When an American Pirate Threatens Your Coast, Build a Fort!
Tiny Fishguard Fort in Wales played an outsize role in U.K. history
by MATTHEW MOSS
I recently had the opportunity to visit the ruins of Fishguard Fort in Pembrokeshire, Wales. Built between late 1779 and 1781, the fort is now a ruin.
But that wasn’t always the case. Two centuries ago, the tiny fort played an active role in the last invasion of the United Kingdom.
During the American War of Independence in early 1779, the crew of an American-sponsored privateer — whose captain some sources suggest was Luke Ryan, but others say was the more famous John Paul Jones — demanded a ransom of £1,000 for the town’s safety and the return of a local merchant ship the piratical crew had seized.
The town rejected the demand and the privateer began to bombard the houses surrounding Lower Fishguard’s harbor.
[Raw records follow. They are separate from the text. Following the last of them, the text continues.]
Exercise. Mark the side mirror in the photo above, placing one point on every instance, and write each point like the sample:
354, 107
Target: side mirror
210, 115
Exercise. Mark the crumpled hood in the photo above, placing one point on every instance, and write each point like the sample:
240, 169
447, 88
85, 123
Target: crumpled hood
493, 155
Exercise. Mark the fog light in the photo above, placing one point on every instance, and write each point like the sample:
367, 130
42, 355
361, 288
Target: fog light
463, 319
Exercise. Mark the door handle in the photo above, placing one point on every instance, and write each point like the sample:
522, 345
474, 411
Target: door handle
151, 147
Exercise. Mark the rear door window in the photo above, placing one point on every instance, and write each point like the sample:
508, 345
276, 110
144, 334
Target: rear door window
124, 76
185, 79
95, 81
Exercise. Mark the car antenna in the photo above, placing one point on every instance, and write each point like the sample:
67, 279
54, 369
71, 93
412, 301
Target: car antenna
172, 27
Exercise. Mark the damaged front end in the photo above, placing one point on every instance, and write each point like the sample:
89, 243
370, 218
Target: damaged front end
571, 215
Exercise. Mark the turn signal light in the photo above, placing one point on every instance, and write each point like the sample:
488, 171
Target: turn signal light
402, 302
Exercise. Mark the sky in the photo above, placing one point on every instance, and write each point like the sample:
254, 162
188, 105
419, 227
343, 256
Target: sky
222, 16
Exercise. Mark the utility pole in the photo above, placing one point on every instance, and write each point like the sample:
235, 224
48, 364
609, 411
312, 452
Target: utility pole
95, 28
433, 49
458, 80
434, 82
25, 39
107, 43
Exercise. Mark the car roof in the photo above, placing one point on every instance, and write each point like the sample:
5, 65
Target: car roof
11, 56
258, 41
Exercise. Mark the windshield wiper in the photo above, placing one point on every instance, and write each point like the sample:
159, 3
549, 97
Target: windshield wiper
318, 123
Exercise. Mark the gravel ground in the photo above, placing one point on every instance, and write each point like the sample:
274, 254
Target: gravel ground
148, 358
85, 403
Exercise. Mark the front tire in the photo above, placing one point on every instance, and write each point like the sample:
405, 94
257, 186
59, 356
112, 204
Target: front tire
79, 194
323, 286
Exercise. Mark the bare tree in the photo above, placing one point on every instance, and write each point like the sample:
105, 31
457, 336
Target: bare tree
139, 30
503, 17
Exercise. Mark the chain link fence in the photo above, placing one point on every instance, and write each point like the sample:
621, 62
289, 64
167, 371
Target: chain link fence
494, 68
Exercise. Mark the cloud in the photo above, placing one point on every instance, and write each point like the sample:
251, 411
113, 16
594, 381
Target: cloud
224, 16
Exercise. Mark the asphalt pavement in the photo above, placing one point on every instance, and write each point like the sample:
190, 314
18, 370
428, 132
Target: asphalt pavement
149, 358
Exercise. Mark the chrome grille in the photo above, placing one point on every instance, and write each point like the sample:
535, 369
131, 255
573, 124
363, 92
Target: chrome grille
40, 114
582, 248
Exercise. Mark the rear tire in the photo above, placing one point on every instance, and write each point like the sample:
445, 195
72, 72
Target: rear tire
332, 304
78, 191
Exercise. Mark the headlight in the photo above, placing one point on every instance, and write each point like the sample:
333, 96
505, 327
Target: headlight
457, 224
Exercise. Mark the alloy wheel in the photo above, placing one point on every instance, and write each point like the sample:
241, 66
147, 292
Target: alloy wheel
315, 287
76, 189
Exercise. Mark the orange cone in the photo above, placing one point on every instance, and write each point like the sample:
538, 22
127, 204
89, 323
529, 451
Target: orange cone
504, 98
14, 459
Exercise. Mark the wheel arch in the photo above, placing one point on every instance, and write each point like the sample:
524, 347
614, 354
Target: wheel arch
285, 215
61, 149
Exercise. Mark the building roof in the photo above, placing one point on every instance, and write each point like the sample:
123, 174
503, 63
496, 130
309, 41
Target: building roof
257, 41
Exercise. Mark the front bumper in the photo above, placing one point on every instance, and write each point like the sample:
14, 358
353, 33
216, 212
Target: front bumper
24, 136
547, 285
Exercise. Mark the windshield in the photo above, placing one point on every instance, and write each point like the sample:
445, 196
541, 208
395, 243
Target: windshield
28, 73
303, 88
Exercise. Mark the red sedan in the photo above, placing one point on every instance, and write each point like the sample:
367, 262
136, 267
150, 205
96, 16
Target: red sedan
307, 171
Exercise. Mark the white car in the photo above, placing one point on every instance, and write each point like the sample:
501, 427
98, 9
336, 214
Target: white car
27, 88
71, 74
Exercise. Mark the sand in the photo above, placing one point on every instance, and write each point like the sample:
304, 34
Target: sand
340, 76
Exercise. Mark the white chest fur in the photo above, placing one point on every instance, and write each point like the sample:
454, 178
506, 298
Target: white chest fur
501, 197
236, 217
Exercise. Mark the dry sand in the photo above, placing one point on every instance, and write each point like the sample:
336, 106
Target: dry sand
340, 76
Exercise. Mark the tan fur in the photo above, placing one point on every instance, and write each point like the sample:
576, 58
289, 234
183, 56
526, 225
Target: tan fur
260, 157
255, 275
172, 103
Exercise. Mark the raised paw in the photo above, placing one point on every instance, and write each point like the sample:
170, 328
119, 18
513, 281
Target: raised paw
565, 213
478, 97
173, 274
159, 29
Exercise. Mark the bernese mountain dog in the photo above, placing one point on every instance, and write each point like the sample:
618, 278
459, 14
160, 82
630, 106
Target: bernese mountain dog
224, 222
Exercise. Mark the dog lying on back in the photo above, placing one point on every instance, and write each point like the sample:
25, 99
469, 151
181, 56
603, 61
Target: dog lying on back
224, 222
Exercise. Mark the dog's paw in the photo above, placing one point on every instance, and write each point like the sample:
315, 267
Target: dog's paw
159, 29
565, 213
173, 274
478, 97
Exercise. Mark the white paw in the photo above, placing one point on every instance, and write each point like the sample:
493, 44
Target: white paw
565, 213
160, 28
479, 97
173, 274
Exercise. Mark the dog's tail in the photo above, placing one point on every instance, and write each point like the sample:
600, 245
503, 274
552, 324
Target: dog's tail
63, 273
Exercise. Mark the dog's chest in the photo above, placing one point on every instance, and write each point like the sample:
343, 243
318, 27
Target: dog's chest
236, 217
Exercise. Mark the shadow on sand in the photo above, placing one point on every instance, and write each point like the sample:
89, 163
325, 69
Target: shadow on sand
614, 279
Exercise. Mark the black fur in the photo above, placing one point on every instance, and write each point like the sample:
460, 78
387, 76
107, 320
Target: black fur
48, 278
A local smuggler brought his small vessel into range and opened fire on the privateer, driving it off.
While the town suffered only superficial damage to some homes and to St. Mary’s Church, the town council resolved to build a fort to protect Fishguard from further raids.
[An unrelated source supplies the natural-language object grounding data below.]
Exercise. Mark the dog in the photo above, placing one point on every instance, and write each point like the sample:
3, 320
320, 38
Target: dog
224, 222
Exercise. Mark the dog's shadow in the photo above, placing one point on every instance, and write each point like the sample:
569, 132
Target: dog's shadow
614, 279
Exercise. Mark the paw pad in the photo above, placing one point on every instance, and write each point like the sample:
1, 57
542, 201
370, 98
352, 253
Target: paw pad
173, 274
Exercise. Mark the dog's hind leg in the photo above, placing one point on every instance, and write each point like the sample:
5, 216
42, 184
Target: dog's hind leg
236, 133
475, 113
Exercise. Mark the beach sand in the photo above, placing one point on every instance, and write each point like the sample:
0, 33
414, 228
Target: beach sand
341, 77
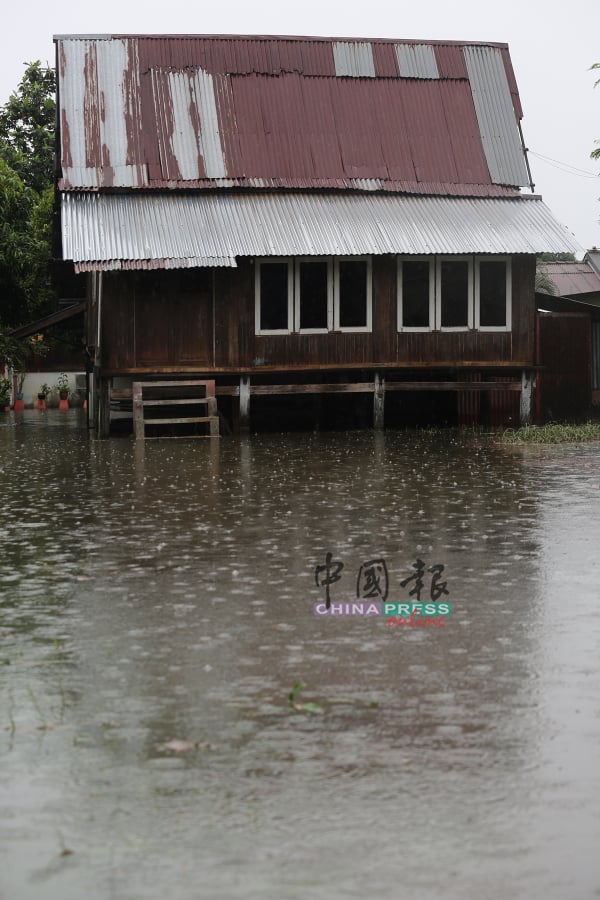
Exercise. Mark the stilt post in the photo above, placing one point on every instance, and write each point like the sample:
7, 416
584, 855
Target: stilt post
379, 401
244, 402
526, 396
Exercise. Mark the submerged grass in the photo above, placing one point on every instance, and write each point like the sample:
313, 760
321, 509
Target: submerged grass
552, 433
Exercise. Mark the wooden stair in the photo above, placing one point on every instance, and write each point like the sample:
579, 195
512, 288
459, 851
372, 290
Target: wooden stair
183, 409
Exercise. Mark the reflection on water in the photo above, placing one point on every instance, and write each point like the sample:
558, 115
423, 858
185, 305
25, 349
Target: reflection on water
156, 609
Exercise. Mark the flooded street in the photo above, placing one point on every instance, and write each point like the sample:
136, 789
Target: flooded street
156, 610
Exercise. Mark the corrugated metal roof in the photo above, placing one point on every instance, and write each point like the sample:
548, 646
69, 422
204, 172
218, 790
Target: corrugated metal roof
573, 278
105, 231
185, 112
416, 61
353, 58
498, 125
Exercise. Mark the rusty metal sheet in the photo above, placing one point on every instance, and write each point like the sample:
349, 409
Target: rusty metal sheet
213, 112
498, 123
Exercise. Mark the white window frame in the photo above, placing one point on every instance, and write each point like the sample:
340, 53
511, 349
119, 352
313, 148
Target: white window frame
298, 299
400, 265
336, 293
438, 293
508, 262
270, 260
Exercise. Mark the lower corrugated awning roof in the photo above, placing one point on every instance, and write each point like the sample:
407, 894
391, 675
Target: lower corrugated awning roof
121, 231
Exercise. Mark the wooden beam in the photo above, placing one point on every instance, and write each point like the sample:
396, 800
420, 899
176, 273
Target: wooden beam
453, 385
244, 402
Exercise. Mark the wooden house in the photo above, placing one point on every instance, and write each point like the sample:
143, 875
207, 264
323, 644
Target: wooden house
302, 216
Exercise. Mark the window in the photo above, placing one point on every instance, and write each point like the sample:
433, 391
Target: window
274, 297
313, 294
416, 296
454, 287
454, 293
493, 294
353, 294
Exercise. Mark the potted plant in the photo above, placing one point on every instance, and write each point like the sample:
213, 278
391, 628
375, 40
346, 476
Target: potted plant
5, 388
62, 385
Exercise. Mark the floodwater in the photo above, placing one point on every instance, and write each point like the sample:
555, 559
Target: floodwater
156, 610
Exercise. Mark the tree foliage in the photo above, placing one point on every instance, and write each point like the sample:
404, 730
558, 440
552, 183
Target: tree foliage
27, 127
26, 197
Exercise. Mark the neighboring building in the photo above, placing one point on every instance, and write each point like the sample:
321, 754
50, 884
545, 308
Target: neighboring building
569, 339
303, 215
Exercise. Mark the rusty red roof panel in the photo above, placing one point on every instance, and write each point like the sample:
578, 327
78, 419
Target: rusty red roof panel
227, 111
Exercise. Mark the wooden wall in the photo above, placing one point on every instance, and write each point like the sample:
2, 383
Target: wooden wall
163, 321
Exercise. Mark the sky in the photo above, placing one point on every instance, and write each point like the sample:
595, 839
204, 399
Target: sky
552, 45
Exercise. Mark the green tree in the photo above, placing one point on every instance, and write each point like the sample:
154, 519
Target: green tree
26, 198
27, 123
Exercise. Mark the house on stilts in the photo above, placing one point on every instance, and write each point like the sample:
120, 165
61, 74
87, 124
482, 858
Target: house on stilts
337, 223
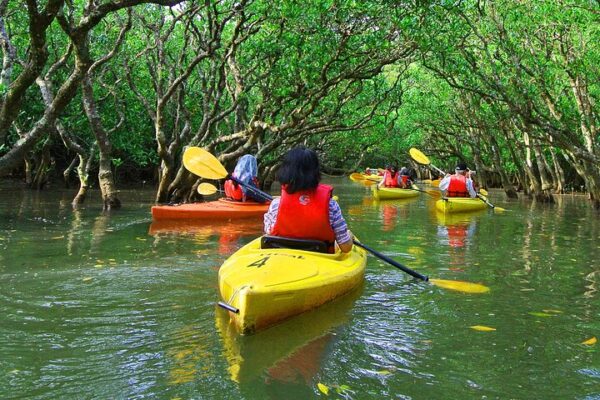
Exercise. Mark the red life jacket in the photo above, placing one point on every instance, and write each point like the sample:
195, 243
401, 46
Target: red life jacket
233, 190
458, 186
305, 215
405, 181
389, 180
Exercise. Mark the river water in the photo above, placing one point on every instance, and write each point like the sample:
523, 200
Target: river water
109, 306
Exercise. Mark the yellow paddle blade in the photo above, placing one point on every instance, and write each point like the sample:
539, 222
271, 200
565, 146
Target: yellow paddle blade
200, 162
434, 193
418, 156
206, 189
460, 286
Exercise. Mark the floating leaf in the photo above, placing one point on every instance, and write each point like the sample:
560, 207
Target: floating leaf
591, 341
551, 311
384, 372
540, 314
324, 389
342, 389
461, 286
482, 328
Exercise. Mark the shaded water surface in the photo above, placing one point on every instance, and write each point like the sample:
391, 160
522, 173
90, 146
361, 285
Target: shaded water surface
97, 305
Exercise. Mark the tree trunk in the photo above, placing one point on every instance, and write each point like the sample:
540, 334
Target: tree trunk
106, 180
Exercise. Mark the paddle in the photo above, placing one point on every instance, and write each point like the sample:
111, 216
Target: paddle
210, 164
200, 162
359, 177
421, 158
432, 193
485, 200
207, 189
461, 286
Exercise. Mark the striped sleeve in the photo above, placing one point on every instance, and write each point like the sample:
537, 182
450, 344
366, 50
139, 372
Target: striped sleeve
338, 223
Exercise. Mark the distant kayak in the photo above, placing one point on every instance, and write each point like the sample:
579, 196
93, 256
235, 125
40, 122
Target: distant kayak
267, 286
221, 209
394, 193
434, 182
460, 204
357, 177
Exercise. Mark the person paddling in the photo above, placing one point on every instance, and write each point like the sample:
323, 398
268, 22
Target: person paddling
306, 209
404, 180
459, 184
245, 171
390, 177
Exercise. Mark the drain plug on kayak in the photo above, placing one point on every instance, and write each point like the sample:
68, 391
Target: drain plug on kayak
228, 307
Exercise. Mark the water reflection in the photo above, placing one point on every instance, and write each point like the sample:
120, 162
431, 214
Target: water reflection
290, 352
228, 233
456, 232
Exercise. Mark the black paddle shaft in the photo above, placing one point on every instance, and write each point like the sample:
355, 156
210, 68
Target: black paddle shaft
356, 242
394, 263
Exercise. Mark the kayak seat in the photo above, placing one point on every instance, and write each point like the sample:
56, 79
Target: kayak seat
280, 242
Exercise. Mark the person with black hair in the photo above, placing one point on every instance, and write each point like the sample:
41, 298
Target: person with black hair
306, 209
404, 180
459, 184
390, 177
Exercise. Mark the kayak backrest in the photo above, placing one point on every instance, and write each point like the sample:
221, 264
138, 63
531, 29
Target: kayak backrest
280, 242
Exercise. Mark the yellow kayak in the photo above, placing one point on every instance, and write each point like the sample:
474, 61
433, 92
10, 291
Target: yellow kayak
394, 193
295, 338
262, 287
460, 204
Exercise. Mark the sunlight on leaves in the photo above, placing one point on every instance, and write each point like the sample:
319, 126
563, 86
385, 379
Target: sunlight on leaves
384, 372
324, 389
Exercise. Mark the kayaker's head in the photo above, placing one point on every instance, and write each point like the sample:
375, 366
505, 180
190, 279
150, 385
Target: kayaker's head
461, 168
300, 170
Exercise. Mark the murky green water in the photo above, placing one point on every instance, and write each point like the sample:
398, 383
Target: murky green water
108, 306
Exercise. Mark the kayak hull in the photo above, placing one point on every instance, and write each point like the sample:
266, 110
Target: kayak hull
459, 204
365, 177
270, 285
394, 193
221, 209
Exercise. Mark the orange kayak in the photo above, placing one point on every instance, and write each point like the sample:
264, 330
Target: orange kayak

Sir Hugh Owen, Pembrokeshire’s lord lieutenant, financed the construction of the fort and purchased a piece of land owned by Gwynne Vaughan on the northern headland. The small fort was built above a rocky crag. Its simple, fan-shaped layout is still visible today.
Fishguard Fort boasted eight nine-pounder cannons manned by three invalid gunners from Woolwich plus a few members of the local militia. The gunners reached the fort via a steel sloping path that narrowed at the neck of the headland. The fort’s entrance — a heavy, iron-reinforced wooden door — survives today.
The perimeter wall surrounding the fort was made from local stone and was approximately 10 feet high and 1.5 feet thick. Today much of the fort is overgrown and it’s unclear what sort of temporary defenses — ditches and palisades, for example — were in place when the fort was in use.
The footprints of the gun embrasures are still visible, as is a single surviving loophole overlooking the bay. Just below the level of the barbette — the gun platform — is a stone garrison room that also functioned as a storehouse and powder magazine.
Despite the fort’s impressive array of guns, it was unable to protect the entirety of Fishguard Bay. Much of Upper Fishguard and Goodwick Bay lay out of range.
Unlike many British coastal forts of the period, Fishguard Fort briefly saw action during the French Revolutionary Wars. On Feb. 22, 1797, a French lugger — the 14-gun Vautour — entered the bay on a mission to scout the harbor. A small French squadron was in the area, looking for a landing place for a force of 1,400 troops.
The men at the fort had been warned of suspicious ships in the area, and when Vautour entered the harbor at 2:00 in the afternoon, the fort — manned by an ensign, three gunners and a small force of local Fishguard Fencibles — fired a shot, forcing the lugger to beat a hasty retreat.
The invasion force eventually landed at Carregwastad Point, several miles up the coast. The landing launched the last invasion of Britain. The fort briefly became the focal point of British operations. Seventy of the Fishguard Fencibles mustered there on the night of the invasion.
Believing the French landing force to be much larger than it actually was, the Fencibles decided to spike the guns, destroy the powder and abandon the fort. The guns, however, were not spiked — although the gunners did hurriedly remove the ammunition in carts.
The Fencibles retreated north toward Newport, leaving Fishguard undefended and at the mercy of the French. The French invasion, however, failed. After just two days, the invaders surrendered.
With the end of the Napoleonic Wars in 1815, Fishguard Fort fell out of use and slowly became a ruin. Locals no doubt salvaged and repurposed parts of the fort’s masonry.
Today the Pembrokeshire Coast National Park Authority owns the fort. It’s accessible via the Pembrokeshire Coastal Path and by a path that runs down from the main road leading into Lower Fishguard. Today the fort boasts four cannon that give an impression of the fort’s former appearance.